Tom Comstock, VP of strategy, DELMIA at Dassault Systèmes, suggests innovation in manufacturing has as much to do with attitude as investment.
Although every supply chain or manufacturing plant is different, they tend to face many of the same challenges and opportunities every year. It is how they react that marks out market leaders, from those lagging behind in the race for market leadership.
Manufacturing organisations today need to contend with unprecedented levels of competition – the result of complex supply chains and global contests, increasing customer demands, international regulatory issues, and the speed of new product introduction cycles. As a consequence, companies are compelled to accelerate their journeys toward their visions of optimised operations and realise ongoing production improvements.
When every company is facing the same economically turbulent context, it is left up to attitude and creativity to find those critical differences that could offer a competitive edge. The temptation is to have a light bulb moment and jump into strategy upheavals and investment with both feet, without a foundation based on relevant market insights.

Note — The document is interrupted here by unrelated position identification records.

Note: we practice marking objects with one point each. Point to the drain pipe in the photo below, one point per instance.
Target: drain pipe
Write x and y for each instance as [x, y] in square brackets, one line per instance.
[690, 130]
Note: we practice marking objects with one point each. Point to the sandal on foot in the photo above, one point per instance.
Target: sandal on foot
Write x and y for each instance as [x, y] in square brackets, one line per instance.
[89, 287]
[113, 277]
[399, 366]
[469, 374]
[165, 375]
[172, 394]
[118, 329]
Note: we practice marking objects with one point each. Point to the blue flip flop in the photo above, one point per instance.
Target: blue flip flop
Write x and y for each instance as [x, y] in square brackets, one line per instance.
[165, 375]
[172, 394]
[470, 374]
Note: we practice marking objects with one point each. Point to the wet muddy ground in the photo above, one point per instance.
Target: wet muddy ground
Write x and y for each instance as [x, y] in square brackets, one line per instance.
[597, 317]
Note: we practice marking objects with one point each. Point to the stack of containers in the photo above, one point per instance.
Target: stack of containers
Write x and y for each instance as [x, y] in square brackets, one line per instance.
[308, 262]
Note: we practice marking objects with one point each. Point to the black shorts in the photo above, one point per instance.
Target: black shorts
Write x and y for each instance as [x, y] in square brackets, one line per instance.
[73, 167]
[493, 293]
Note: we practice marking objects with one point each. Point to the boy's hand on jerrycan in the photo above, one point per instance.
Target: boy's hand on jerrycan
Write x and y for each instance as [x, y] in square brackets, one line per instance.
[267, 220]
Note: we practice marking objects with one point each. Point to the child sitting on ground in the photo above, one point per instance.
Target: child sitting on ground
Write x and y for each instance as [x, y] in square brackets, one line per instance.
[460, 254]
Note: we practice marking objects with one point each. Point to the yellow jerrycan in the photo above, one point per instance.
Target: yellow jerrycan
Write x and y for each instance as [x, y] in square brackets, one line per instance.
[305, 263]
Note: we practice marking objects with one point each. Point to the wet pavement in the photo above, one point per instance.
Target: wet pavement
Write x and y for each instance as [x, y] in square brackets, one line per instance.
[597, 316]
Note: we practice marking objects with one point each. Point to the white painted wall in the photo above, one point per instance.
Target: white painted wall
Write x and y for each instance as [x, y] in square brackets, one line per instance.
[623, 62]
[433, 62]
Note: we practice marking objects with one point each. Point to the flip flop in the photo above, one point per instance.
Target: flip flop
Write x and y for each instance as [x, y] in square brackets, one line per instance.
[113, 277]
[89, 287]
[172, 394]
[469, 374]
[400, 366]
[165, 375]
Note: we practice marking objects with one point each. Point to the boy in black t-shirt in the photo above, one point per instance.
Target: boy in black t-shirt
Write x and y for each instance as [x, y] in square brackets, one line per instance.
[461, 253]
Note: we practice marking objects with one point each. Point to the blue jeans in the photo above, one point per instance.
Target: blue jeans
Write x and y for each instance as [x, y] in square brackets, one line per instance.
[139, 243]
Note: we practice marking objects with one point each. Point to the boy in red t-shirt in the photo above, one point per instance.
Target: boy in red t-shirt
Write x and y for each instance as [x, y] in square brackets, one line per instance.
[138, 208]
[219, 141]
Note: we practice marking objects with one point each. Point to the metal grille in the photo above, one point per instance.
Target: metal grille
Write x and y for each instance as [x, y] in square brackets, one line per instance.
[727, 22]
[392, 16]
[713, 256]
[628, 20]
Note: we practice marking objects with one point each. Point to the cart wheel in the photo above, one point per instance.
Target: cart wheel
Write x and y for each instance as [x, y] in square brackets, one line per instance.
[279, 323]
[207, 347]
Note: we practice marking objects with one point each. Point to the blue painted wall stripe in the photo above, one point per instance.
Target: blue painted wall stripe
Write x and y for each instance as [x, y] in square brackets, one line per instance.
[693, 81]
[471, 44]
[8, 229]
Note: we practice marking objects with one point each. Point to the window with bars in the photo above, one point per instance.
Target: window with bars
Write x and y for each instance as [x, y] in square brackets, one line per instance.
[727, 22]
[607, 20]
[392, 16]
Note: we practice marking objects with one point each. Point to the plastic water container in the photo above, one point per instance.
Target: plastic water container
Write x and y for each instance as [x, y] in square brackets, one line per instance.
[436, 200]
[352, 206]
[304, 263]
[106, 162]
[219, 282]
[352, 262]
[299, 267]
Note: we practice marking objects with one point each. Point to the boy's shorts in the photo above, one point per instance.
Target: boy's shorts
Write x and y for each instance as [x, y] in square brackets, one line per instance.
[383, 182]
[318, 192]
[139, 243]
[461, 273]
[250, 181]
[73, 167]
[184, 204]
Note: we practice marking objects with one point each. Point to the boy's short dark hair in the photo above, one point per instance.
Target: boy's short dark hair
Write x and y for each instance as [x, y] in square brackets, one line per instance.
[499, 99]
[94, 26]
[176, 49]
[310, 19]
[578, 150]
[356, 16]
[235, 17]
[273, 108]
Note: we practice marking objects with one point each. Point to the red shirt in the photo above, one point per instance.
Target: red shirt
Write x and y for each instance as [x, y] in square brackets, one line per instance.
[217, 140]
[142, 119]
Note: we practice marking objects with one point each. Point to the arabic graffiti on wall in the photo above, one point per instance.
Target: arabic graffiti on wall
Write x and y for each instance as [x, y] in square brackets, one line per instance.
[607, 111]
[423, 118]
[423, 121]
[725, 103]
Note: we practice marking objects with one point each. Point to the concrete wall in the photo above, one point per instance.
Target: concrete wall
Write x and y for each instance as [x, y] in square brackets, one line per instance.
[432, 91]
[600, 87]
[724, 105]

A balance must be struck between ingenuity and data-driven logic.
In the end, regardless your approach, the initial necessary steps towards accomplishing new ideas tend to be similar. This is because the pursuit of Operational Excellence – namely effectively optimsing people, process and supporting technology resources – first requires the adoption of a continuous improvement mindset. If everyone on your team embraces the cultural adjustments needed to increase collaboration across contributing departments, the team will progress as a more efficient and focused unit. Targets, metrics, goals and KPIs are secondary to transforming the attitude of a team out of the status quo and into the role of industry leadership.
LNS Research just completed a research report on Manufacturing Operations Management. In this report, the findings make it clear that manufacturers are looking to improve high standards across the board. Over 250 respondents from across manufacturing verticals including discrete, process, consumer and life sciences were asked to choose their top strategic objectives going forward. The graph below illustrates the priorities of manufacturing companies as they strive for a competitive advantage in 2014.
Second only to ensuring product quality consistency was the ability to be responsive to customer demands, with 56% of responses. Seeing that responding to customer demands is such a high priority, it is not surprising that a growing number of companies are focused on adopting the right dynamic process and technology capabilities. This, combined with a collaborative relationship between departments, makes for agile operations ready to respond quickly and effectively to customer demands and changes in the marketplace.
According to the survey, 26 per cent of the respondents currently have both dynamic processes and the supporting software already in place, with an additional 10 per cent planning to do so in the next year. Overall, 63 per cent of the respondents either currently possess these software capabilities or are actively working to implement them to enable or increase operations agility.
Whatever path your business decides to pursue towards competitive advantage, it is doomed to failure without the support of the necessary people, processes and technology. Excellence in manufacturing, like any other vertical, is firstly dependent on attitude and is then facilitated by investment. A workforce invested in seeking out innovative ways to add value and think differently, whilst prioritising relationships with customers, will be a formidable force in the manufacturing market in 2014.